6.2. Remedies. Upon the occurrence of any Event of Default, Bank may in its sole and absolute discretion declare the Loans (with accrued interest thereon) and all other amounts owing under this Agreement and/or any Document to be due and payable forthwith, whereupon the same will immediately become due and payable, without presentment, demand, protest or other notice of any kind, all of which are hereby expressly waived, anything contained herein or in any Document to the contrary notwithstanding. The foregoing remedy is in addition to any and all other remedies available to Bank under any Document, at law or in equity.
7.1. Notices. Any communications between the parties hereto or notices or requests provided herein to be given may be given by personal delivery by mailing the same, postage prepaid, or by telecopier, to each party at its address set forth on the signature pages hereof, or to such other addresses as each party may in writing hereafter indicate. All such notices and communications shall be deemed received (a) if personally delivered, upon delivery, (b) if sent by first-class mail, on the third business day following deposit in the mails, (c) if sent by overnight mail or courier, on the succeeding business day following deposit with the carrier; or (d) if sent by telecopier, on the business day following the sending of such notice or communication.
7.2. Successors and Assigns. This Agreement shall bind and inure to the benefit of the parties hereto and their respective successors and assigns: provided, however, that Borrower shall not assign this Agreement or any of its rights hereunder without the prior written consent of Bank.

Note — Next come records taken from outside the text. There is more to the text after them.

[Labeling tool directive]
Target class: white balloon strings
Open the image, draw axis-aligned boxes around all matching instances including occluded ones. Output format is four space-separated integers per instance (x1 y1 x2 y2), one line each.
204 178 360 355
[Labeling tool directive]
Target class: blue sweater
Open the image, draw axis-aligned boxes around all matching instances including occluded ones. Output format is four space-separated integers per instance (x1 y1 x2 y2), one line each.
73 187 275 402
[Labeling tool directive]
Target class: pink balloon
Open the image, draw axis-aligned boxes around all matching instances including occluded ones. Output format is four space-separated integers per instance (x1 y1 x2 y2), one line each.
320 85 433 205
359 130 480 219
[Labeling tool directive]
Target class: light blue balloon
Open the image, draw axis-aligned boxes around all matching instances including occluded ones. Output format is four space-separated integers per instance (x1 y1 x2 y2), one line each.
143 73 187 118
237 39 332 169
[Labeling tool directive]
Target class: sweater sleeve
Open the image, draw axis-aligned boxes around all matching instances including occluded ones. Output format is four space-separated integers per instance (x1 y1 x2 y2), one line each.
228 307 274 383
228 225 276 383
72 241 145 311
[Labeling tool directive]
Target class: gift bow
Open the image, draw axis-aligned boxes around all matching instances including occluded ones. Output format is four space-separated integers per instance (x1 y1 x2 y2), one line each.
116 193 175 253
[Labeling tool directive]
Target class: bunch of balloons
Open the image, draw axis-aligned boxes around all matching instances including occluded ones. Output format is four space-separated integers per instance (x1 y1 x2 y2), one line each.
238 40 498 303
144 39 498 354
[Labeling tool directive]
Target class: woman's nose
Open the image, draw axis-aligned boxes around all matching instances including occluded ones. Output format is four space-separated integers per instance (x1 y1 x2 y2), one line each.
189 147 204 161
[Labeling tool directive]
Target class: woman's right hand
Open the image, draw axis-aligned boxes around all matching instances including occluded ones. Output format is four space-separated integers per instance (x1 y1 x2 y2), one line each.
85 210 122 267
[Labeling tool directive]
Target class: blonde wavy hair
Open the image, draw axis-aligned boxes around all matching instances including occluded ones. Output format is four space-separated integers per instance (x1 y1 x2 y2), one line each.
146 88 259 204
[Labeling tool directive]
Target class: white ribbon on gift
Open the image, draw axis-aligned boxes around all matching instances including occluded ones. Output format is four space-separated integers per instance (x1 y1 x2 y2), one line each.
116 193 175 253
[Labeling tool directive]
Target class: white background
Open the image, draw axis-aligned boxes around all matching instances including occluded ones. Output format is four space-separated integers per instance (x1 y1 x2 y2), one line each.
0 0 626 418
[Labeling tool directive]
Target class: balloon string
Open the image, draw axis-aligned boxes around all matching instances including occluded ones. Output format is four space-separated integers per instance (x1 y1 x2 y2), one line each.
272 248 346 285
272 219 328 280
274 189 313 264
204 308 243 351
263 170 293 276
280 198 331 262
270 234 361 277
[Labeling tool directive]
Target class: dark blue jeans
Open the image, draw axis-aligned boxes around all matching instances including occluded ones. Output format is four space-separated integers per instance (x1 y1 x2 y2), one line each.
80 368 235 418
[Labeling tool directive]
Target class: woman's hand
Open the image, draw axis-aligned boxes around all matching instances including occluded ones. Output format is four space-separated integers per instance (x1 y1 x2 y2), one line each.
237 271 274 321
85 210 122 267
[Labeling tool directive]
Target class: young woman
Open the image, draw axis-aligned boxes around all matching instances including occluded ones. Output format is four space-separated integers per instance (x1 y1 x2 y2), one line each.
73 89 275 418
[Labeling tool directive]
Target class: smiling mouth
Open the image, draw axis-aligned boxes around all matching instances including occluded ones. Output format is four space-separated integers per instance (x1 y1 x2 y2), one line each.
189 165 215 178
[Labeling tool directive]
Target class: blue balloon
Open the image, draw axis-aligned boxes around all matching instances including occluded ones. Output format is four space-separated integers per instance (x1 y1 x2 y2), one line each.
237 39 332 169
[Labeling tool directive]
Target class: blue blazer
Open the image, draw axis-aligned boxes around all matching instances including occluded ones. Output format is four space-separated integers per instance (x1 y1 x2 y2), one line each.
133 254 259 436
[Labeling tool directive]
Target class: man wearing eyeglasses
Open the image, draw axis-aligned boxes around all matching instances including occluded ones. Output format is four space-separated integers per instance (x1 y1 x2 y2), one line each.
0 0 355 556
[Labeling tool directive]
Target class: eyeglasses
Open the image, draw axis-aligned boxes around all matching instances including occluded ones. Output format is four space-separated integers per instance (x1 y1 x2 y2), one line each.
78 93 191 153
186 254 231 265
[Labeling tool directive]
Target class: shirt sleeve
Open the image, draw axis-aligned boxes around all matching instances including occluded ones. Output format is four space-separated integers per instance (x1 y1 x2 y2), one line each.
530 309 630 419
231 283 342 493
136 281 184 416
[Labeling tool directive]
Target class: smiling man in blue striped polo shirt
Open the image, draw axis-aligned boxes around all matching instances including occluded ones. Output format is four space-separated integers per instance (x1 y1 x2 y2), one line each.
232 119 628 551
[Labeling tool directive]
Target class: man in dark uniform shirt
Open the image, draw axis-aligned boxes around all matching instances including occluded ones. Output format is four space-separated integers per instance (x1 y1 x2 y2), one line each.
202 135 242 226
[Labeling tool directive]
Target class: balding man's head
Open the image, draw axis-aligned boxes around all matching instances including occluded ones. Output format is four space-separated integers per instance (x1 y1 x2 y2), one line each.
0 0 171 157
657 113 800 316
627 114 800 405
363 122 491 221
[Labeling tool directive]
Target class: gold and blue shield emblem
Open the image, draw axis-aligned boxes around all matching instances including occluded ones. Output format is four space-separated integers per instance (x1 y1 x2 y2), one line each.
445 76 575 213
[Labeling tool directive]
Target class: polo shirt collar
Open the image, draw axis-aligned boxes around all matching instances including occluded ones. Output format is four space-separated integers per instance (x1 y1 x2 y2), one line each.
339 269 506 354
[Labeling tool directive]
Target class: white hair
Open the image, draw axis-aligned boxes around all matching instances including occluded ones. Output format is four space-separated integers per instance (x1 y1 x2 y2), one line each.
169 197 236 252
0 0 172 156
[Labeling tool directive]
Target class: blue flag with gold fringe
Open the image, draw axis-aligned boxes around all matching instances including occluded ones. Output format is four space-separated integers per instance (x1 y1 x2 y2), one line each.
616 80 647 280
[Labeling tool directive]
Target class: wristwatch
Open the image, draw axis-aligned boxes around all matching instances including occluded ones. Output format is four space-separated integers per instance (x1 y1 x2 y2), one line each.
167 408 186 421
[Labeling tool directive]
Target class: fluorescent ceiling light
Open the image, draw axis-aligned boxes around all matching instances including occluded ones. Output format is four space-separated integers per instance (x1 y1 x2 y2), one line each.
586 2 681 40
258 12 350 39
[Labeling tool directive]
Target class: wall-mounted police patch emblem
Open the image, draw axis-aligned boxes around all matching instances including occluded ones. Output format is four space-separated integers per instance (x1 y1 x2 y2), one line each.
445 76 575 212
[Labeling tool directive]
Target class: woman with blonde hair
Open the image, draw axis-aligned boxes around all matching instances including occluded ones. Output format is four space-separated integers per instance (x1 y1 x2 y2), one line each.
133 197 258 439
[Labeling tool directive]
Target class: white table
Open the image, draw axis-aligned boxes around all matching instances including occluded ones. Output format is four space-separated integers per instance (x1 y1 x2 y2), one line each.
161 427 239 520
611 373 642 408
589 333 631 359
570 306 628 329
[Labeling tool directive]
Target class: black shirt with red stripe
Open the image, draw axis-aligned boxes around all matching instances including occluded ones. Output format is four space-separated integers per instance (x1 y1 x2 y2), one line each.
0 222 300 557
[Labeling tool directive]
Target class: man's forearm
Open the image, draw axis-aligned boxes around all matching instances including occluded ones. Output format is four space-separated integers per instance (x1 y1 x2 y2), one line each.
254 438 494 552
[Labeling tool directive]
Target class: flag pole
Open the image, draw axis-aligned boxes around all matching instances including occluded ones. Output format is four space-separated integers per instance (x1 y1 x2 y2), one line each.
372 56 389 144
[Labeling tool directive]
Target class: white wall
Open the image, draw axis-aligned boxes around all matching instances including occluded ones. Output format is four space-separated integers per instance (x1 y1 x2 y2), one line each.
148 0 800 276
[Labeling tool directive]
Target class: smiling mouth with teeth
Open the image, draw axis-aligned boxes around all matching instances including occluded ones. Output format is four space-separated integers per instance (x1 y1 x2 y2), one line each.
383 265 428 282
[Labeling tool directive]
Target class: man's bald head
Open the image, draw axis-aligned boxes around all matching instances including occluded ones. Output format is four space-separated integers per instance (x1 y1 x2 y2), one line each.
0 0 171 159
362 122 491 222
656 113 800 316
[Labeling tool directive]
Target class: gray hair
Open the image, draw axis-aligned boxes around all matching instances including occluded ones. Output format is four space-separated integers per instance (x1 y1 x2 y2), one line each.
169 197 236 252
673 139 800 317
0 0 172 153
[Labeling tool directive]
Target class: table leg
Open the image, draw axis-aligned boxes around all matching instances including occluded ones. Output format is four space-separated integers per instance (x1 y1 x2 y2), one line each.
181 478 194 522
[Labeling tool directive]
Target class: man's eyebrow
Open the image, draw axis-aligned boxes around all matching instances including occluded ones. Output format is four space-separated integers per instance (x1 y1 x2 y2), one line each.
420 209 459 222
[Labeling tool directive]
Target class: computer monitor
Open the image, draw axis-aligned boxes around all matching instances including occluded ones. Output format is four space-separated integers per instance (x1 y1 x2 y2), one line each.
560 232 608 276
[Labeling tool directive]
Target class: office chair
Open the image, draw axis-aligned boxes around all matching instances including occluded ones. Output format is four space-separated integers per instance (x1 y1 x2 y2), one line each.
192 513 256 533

7.3. Participations and Right of Setoff. Bank may at any time sell, assign, grant participations in, or otherwise transfer to any other Person (a Participant) all or part of the indebtedness of Borrower outstanding under this Agreement and/or any Document. Bank may disclose confidential information regarding Borrower to any Participant or prospective Participant. Borrower hereby authorizes Bank and each such Participant, in case of an Event of Default by Borrower hereunder, to proceed directly, by right of setoff, bankers lien, or otherwise, against any assets of Borrower which may at the time of such an Event of Default be in the hands of Bank or any such participant.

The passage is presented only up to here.